Significado. «Vendrán y anunciarán su justicia»: la obra consumada de Dios será proclamada a generaciones aún no nacidas, pues la salvación es un anuncio, no un logro humano.

Contexto. El Salmo 22, atribuido a David, comienza con el clamor «Dios mío, Dios mío, ¿por qué me has desamparado?» y avanza desde el sufrimiento extremo del justo hasta una explosión de alabanza universal. Sus versículos finales, donde se sitúa el 31, contemplan a un pueblo futuro que recibirá el testimonio de lo que el Señor ha hecho. Israel cantaba este salmo conociendo a su rey afligido, pero el Espíritu apuntaba más allá, al Hijo de David que beberá la copa del abandono en la cruz.

Explicación. El verbo «vendrán» señala a una posteridad que todavía no existe: «al pueblo que ha de nacer». No anuncian su propia obra, sino «su justicia», es decir, la rectitud salvadora de Dios manifestada al rescatar al Justo del polvo de la muerte. La frase final, «que él hizo esto», es enfática y conclusiva, ecos del «consumado es» del Calvario. Desde la perspectiva reformada, el versículo proclama la monergía de la gracia: la salvación es enteramente acto de Dios, y su difusión a través de las generaciones obedece a su decreto soberano, no a la iniciativa del hombre.

Referencias relacionadas.
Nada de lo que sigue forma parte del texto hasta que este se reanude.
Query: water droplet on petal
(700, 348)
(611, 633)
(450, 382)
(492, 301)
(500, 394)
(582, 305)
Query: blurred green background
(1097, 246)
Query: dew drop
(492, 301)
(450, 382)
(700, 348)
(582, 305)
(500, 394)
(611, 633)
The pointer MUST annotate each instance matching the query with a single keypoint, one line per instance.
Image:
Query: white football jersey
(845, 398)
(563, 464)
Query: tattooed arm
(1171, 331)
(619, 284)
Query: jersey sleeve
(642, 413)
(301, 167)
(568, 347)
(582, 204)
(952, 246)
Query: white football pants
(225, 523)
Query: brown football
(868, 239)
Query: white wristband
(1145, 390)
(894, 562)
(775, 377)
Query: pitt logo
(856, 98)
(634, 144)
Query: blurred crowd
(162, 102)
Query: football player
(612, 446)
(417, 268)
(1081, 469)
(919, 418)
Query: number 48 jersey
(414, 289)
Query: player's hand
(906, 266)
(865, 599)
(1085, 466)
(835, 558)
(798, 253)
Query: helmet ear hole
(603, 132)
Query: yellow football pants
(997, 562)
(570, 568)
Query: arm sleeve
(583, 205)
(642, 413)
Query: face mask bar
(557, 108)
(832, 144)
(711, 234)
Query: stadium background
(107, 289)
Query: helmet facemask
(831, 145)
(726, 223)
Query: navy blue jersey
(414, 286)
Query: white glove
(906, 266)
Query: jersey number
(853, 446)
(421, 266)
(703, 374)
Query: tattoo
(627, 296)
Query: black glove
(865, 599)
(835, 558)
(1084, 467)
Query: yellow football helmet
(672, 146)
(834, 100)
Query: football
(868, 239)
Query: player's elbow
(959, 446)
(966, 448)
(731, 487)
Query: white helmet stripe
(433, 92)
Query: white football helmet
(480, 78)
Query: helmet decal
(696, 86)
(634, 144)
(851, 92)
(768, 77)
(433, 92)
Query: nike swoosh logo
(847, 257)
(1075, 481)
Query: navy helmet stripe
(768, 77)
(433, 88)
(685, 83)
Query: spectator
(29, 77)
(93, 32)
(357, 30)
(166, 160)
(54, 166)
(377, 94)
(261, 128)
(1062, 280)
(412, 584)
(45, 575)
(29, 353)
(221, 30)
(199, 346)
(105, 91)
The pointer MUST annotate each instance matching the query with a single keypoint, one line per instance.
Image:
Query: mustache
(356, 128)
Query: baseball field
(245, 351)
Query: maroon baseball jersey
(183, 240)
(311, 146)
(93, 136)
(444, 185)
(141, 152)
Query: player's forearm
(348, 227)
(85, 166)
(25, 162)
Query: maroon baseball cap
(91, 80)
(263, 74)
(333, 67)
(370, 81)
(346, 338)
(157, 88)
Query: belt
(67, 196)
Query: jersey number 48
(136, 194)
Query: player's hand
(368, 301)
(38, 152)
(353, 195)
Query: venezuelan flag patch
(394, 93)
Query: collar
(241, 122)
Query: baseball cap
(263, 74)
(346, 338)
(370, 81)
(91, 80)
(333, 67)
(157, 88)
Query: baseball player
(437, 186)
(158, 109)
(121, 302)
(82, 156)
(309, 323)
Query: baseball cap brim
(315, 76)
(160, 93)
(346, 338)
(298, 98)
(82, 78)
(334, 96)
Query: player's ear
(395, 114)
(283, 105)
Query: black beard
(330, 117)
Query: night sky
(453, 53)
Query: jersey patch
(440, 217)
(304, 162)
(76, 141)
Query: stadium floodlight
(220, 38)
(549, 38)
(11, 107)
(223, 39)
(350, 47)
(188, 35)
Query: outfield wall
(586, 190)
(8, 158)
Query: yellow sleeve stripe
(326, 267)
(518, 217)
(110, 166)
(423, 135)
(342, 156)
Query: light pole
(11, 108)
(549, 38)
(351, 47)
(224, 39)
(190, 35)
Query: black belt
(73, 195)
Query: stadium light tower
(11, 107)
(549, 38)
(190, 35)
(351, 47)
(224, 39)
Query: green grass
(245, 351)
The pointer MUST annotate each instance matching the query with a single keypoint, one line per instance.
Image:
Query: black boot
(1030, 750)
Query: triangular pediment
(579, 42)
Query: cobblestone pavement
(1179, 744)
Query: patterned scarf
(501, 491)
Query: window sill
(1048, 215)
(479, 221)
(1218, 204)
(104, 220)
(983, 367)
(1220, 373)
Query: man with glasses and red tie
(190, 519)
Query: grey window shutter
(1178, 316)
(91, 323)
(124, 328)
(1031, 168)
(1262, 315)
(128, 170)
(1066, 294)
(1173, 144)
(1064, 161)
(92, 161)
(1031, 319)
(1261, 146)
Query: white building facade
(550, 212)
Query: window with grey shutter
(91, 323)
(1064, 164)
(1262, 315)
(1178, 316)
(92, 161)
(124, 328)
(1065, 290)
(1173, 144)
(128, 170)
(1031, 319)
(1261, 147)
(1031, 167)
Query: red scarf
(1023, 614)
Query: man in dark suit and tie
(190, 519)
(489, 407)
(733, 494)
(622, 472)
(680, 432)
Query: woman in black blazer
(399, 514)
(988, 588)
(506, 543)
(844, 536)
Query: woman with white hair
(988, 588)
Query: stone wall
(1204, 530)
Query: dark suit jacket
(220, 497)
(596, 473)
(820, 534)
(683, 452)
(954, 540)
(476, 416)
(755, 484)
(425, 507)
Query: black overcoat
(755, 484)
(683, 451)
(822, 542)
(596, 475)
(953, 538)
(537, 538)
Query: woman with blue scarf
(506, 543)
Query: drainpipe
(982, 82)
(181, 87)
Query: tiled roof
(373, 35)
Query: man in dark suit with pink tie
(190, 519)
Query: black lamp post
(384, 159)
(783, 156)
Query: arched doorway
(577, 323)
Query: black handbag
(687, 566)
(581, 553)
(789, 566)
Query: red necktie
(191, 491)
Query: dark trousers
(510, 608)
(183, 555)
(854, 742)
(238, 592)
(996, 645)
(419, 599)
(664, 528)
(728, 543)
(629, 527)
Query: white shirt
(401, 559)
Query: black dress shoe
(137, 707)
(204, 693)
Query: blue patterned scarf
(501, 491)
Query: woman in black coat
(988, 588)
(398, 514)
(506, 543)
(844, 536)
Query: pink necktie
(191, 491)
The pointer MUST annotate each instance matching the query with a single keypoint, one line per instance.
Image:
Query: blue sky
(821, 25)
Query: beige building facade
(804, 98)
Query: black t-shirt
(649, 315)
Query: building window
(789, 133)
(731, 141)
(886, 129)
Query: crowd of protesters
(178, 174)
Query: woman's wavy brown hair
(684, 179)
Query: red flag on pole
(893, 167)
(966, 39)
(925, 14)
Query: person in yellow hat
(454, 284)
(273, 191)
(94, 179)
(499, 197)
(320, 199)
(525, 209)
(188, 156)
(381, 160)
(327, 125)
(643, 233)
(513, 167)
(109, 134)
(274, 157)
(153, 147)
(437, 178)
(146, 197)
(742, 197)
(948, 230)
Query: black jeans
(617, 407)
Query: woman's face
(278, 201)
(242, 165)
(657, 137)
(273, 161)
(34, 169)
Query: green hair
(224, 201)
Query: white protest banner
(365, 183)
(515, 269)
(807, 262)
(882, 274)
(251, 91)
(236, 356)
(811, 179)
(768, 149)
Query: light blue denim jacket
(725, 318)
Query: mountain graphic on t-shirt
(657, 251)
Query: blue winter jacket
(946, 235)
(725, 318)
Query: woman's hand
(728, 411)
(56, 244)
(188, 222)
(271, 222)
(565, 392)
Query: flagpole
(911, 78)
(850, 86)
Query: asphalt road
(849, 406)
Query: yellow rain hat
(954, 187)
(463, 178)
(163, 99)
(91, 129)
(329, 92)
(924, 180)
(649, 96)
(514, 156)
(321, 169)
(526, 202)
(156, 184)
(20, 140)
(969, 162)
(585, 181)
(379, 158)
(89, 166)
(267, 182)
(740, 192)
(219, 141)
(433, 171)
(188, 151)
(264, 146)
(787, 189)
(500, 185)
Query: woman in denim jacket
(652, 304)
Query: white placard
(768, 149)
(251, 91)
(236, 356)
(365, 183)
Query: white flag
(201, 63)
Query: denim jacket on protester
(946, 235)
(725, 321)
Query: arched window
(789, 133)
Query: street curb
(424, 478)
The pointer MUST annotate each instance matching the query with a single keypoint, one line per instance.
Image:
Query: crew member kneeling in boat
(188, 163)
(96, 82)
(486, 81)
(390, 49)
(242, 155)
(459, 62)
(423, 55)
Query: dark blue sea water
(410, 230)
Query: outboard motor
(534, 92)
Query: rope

Cristo cita este salmo en la cruz (Mateo 27:46), y Hebreos 2:12 lo pone en sus labios. El anuncio a las generaciones venideras resuena en el Salmo 78:4-6 y en la Gran Comisión (Mateo 28:19-20). «Que él hizo esto» anticipa el «consumado es» de Juan 19:30 y la justicia revelada de Romanos 1:17.

Aplicación práctica. La iglesia existe para transmitir lo que Dios «hizo» en Cristo, no lo que nosotros hacemos por él. Padres, maestros y predicadores son eslabones en una cadena de testimonio que Dios mismo sostiene hasta los confines del tiempo. Catequiza a tus hijos, sirve en tu congregación y predica el evangelio confiando en que la justicia de Cristo seguirá siendo anunciada cuando ya no estemos.

Para reflexionar. ¿Estás viviendo de modo que la próxima generación oiga de tus labios «que él hizo esto», centrando tu testimonio en la obra consumada de Cristo y no en la tuya?